WASHINGTON: The Trump administration is considering dropping Pakistan as an ally as it examines tough measures to quell more than 20 terrorist groups it says are based in the country, according to a report by UK publication.
The Financial Times reported that officials familiar with the Pakistan prong of Washington’s new “AfPak” strategy — which involves an open-ended commitment in Afghanistan and praise for India — say it has yet to be fleshed out. But they have plenty of levers.
On August 22, Trump indicated that single-minded approach would extend to US relations with troubled ally Pakistan, which consecutive US administrations have criticized for links with the Taliban and for harboring leading militants.
“We can no longer be silent about Pakistan’s safe havens for terrorist organizations,” he had said warning that vital aid could be cut.
“We have been paying Pakistan billions and billions of dollars at the same time they are housing the very terrorists that we are fighting,” he said. “That will have to change and that will change immediately.”
The administration has already put $255m in military aid on hold after Mr Trump announced the policy shift.
It is eyeing an escalating series of threats, which include cutting some civilian aid and conducting unilateral drone strikes on Pakistani soil. It could also revoke Pakistan’s status as a major non-Nato ally or designate it a state sponsor of terrorism. The latter options would limit weapons sales and probably affect billions of dollars in IMF and World Bank loans, along with access to global finance.
“Thinking of Pakistan as an ally will continue to create problems for the next administration as it did for the last one,” Lisa Curtis, former CIA analyst who now leads South Asia policy in the National Security Council, wrote in a joint report with Hussain Haqqani earlier this year.
Ms Curtis, who works closely with the state department, believes the Obama administration “erred” by relying on personal ties and aid packages to try to change Pakistan’s behaviour.

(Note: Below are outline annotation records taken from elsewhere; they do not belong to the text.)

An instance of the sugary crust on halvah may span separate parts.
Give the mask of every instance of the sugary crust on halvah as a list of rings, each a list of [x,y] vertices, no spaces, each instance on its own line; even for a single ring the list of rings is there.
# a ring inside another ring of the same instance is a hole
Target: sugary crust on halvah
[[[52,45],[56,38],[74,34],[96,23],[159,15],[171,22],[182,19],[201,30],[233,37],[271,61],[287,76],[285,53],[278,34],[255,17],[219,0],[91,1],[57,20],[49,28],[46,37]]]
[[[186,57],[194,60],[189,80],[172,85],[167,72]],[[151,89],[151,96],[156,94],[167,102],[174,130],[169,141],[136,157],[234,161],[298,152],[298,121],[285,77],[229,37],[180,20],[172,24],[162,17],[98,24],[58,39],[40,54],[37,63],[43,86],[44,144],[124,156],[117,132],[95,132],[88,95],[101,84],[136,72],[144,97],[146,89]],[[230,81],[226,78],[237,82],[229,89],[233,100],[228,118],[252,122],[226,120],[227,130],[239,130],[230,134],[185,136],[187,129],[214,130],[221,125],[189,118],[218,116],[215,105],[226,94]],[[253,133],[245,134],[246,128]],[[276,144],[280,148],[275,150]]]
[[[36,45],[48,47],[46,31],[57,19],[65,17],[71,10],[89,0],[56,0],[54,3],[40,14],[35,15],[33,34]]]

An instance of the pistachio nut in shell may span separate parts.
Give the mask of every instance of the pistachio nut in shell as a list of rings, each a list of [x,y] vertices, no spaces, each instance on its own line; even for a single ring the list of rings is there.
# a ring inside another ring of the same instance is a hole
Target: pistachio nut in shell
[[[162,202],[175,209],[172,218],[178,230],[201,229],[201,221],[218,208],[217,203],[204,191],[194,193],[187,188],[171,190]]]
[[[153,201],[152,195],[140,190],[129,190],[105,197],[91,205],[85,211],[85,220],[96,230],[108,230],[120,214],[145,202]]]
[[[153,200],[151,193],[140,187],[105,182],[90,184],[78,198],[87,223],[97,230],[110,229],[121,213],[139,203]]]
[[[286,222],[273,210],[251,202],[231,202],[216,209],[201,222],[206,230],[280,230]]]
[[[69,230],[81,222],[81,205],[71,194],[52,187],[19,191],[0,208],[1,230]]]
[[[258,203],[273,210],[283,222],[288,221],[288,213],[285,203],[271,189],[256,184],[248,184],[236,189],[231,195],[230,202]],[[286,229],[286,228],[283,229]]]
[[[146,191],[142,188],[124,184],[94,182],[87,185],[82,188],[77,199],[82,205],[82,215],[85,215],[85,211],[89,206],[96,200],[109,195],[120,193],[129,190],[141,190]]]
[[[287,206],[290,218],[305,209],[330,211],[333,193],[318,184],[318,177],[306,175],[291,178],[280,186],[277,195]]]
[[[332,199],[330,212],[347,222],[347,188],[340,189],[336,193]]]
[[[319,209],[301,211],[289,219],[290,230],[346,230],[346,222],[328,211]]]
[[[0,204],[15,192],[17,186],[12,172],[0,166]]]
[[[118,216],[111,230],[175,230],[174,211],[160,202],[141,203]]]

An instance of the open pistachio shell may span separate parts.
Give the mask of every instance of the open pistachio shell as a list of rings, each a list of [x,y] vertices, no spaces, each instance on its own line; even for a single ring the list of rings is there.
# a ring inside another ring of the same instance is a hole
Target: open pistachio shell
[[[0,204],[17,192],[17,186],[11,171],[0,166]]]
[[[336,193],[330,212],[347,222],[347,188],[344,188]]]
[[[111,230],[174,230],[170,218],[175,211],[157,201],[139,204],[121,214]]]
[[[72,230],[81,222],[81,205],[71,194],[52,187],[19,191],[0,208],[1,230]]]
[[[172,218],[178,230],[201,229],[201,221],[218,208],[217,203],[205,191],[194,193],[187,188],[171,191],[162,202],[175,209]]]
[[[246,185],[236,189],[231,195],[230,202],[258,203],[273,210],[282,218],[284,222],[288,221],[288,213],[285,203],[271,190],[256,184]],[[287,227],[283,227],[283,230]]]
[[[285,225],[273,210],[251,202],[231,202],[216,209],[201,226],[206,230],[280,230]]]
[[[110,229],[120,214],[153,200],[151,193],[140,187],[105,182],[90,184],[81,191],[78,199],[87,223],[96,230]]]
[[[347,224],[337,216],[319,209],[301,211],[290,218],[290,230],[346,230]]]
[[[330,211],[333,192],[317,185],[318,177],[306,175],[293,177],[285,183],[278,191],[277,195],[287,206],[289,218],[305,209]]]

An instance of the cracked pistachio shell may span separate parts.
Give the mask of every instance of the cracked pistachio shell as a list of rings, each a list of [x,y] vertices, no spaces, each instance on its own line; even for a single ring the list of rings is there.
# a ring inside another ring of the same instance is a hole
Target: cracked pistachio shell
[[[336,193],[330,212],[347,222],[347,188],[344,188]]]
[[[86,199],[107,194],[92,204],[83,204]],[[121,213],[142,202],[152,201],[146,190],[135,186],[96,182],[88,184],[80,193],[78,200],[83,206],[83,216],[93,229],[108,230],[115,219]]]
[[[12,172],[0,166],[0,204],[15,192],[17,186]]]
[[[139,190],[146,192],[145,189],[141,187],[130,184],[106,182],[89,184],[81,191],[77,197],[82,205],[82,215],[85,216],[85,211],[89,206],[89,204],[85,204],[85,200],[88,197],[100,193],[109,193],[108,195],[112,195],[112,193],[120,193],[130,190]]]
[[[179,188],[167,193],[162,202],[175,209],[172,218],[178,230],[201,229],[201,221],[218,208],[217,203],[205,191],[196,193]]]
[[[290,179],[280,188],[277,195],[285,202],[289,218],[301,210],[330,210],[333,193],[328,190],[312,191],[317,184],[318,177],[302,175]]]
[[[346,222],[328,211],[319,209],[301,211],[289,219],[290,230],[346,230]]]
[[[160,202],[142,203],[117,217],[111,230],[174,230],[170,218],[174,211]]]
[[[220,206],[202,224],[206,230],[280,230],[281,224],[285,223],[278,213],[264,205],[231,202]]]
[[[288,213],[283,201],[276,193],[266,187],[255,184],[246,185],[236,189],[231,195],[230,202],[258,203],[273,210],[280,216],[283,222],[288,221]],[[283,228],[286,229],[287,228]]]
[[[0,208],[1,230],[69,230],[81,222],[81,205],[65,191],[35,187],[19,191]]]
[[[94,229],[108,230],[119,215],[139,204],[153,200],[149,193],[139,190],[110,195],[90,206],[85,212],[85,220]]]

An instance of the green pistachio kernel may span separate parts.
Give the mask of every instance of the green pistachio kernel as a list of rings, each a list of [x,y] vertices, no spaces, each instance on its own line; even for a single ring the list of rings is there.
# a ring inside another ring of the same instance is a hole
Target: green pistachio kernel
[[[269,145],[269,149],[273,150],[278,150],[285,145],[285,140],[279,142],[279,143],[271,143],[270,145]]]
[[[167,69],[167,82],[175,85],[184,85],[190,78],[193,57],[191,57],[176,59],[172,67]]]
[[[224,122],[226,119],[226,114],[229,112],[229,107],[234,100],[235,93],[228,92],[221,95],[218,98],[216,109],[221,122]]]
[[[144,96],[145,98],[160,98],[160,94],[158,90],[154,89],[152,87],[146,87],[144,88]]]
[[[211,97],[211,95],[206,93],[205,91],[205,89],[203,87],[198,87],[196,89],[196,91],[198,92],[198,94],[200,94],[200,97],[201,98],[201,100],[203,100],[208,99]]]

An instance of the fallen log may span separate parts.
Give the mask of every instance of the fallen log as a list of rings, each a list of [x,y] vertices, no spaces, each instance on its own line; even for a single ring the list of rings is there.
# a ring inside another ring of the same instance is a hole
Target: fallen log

Mike Mullen, former chairman of the joint chiefs of staff, visited Pakistan more than 25 times during his 2007-11 tenure, seeking close ties with powerful army head and former spy chief General Ashfaq Parvez Kayani. “It was my belief and continues to be my belief that unless we had an ally that we could work together to greatly eliminate the threat then our efforts in Afghanistan were going to fail,” said Mr Mullen.